Cunningham et al. also observed that although patients on high doses of opioids had to endure a more extended taper, there was no difference relevant to the withdrawal symptoms Furthermore, the length of opioid use did not affect withdrawal symptoms or the time to complete the taper. The positive results of the study show that “pain-related measures improved” despite the tapering of opioids.
Another article related to fibromyalgia and the use/abuse of opioids comes from Ballantyne who notes that fibromyalgia is a poorly understood condition that can be debilitating, and the most predominant symptom is muscle pain. Ballantyne notes that in one study patients suffering from the condition, took small doses of naltrexone, a drug commonly used after detoxification to block cravings for opioid drugs.
Ballantyne states, “Naltrexone works by latching onto nerve cell receptors where heroin and other opioid drugs would dock, thus blocking their ability to act on the cells and induce a feeling of being high.” The findings show reduced feeling of pain for those taking naltrexone versus placebo. A conclusion is that this medication may stimulate nerve cells and release pain-alleviating endorphins.
Another study by Johnson et al. in “Fibromyalgia, autism, and opioid addiction as natural and induced disorders of the endogenous opioid hormonal system” also addresses the same subject
In this specific study, authors observed individuals after opioid detoxification and fibromyalgia patients. One of the findings show that “fibromyalgia patients have difficulty participating in human relationships, as if they lack an ability to respond interpersonally, as do post-detoxification patients.” The authors also observed a response of improved pain tolerance in patients treated with low-dose naltrexone (LDN).
The conclusion of this study was that “low opioid tone caused by opioid maintenance or fibromyalgia can usually be reversed with low-dose naltrexone.”
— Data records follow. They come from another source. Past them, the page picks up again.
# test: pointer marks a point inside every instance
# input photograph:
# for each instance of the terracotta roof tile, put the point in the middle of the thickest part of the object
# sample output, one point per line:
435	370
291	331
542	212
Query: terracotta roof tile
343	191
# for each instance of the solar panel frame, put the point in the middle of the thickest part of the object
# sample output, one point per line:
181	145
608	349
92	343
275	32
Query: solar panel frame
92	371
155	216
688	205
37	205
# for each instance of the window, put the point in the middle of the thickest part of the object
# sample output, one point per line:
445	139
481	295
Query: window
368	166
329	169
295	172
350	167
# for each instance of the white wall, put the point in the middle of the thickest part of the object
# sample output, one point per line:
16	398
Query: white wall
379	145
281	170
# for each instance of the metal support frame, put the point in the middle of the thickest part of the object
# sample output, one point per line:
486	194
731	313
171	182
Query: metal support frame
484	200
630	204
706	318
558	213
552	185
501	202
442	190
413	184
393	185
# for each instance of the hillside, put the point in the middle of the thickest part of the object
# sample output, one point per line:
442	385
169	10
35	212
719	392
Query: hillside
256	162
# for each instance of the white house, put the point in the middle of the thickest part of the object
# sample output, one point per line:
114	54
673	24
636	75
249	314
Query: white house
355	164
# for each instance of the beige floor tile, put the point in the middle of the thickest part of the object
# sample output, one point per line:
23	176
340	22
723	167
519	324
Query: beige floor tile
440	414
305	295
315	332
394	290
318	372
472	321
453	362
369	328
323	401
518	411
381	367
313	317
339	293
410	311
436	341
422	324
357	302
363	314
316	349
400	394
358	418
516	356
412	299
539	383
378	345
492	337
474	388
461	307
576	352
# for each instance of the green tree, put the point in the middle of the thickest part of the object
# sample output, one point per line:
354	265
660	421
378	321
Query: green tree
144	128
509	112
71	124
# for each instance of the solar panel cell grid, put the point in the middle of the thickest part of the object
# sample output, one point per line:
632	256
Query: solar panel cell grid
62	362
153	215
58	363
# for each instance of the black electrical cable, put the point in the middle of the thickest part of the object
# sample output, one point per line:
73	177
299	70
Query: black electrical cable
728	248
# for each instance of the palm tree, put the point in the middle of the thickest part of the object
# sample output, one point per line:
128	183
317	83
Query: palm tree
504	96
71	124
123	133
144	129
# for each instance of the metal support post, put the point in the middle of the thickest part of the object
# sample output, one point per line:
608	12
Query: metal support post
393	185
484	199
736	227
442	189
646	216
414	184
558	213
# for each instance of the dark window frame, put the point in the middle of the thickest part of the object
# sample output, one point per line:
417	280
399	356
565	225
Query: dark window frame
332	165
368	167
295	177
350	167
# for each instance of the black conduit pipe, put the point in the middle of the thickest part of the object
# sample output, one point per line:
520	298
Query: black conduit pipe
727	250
These articles give some insight on what appears in the literature and studies regarding opioid use and fibromyalgia. It also shows that we need more research to fully answer the question of “Can opioid withdrawal/abuse be misdiagnosed as fibromyalgia?” There are several available options of treatment to reduce the feeling of pain related to fibromyalgia, and decrease the risks of long term opioid therapy.